Delitos detectados: de la distracción de aguas al daño ambiental
En el ámbito penal, la Guardia Civil identifica tres grandes tipologías delictivas:
- Distracción de aguas de uso público: 59%
- Delitos contra los recursos naturales y el medio ambiente: 28%
- Delitos contra la ordenación del territorio: 7%
La distracción de aguas, tipificada en el artículo 247 del Código Penal, sanciona el aprovechamiento ilícito de caudales públicos y suele concurrir cuando existe un beneficio económico claro derivado del uso ilegal del recurso. En los supuestos más graves, cuando el daño a los ecosistemas resulta acreditado, los hechos se encuadran en delitos medioambientales, con penas más severas.

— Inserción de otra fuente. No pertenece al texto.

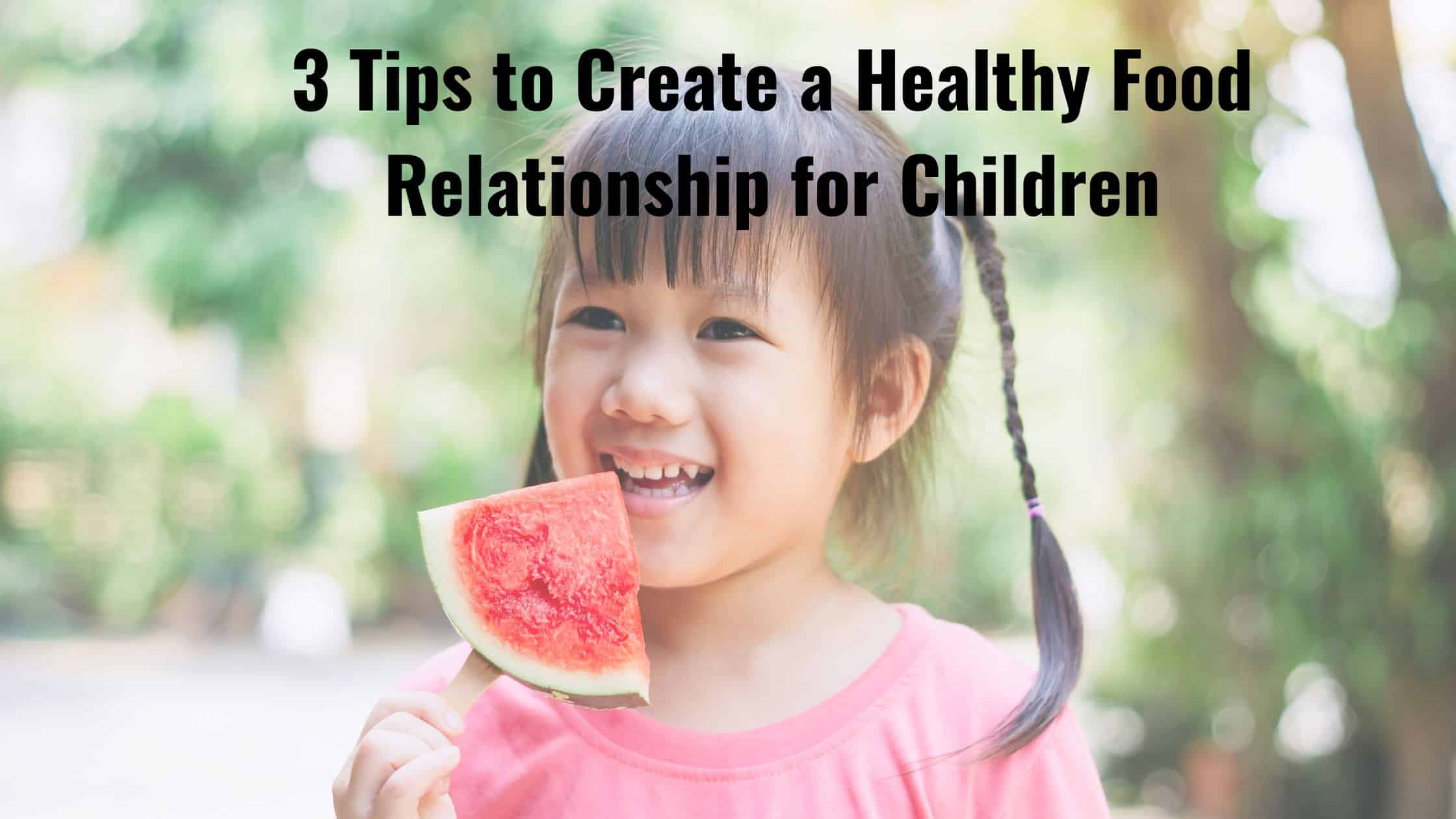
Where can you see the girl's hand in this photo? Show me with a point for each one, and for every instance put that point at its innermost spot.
(401, 766)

Cuatro investigaciones que ilustran la magnitud del problema
Además del caso de Mazarrón (Murcia), la Guardia Civil destaca otras actuaciones significativas dentro de la operación Zahorí:
Doñana (Huelva): presión sobre un espacio protegido
En el entorno del Parque Nacional de Doñana y su corona forestal, la operación “Subterra” ha permitido investigar a ocho personas físicas y cinco jurídicas. Se les atribuyen tres delitos contra los recursos naturales y el medio ambiente y dos delitos contra la ordenación del territorio, relacionados con infraestructuras ilegales de extracción y acumulación de agua en un espacio de máxima sensibilidad ecológica.
Madrid (Las Rozas): el fraude del bypass
La investigación “Bredo” destapa un sistema especialmente sofisticado: un sondeo legal manipulado mediante un bypass instalado antes del contador, junto a otro sondeo no autorizado. De este modo, el agua extraída no quedaba registrada. Los peritajes estiman que, desde 2002, el valor del agua aprovechada ilegalmente podría superar los 1,6 millones de euros. Hay dos personas físicas investigadas y las diligencias continúan abiertas.
Córdoba: pozos clandestinos y captaciones alteradas
En la operación “Captaqua”, desarrollada junto a la Confederación Hidrográfica del Guadalquivir, se detectaron pozos clandestinos para regadío y captaciones legales alteradas, nuevamente mediante bypass antes del contador. El resultado: una persona física y una entidad jurídica investigadas.
El dato clave: más de 270 millones de euros en daños ambientales
Uno de los elementos centrales de la Operación Zahorí es la valoración económica del daño al Dominio Público Hidráulico. Según los informes periciales elaborados por el SEPRONA, los perjuicios ocasionados por las infraestructuras ilegales detectadas superan los 270 millones de euros.
La Guardia Civil subraya que esta cuantificación resulta determinante para sostener las imputaciones penales, al permitir acreditar no solo la existencia de la infracción, sino su gravedad, su persistencia en el tiempo y su impacto sobre otros recursos naturales, especialmente flora y fauna.
La Guardia Civil enmarca la Operación Zahorí en un escenario de sequía recurrente y escasez de recursos, y la presenta como una actuación estructural para garantizar el uso sostenible del agua y frenar un fenómeno que, durante años, ha permanecido en gran medida oculto bajo tierra.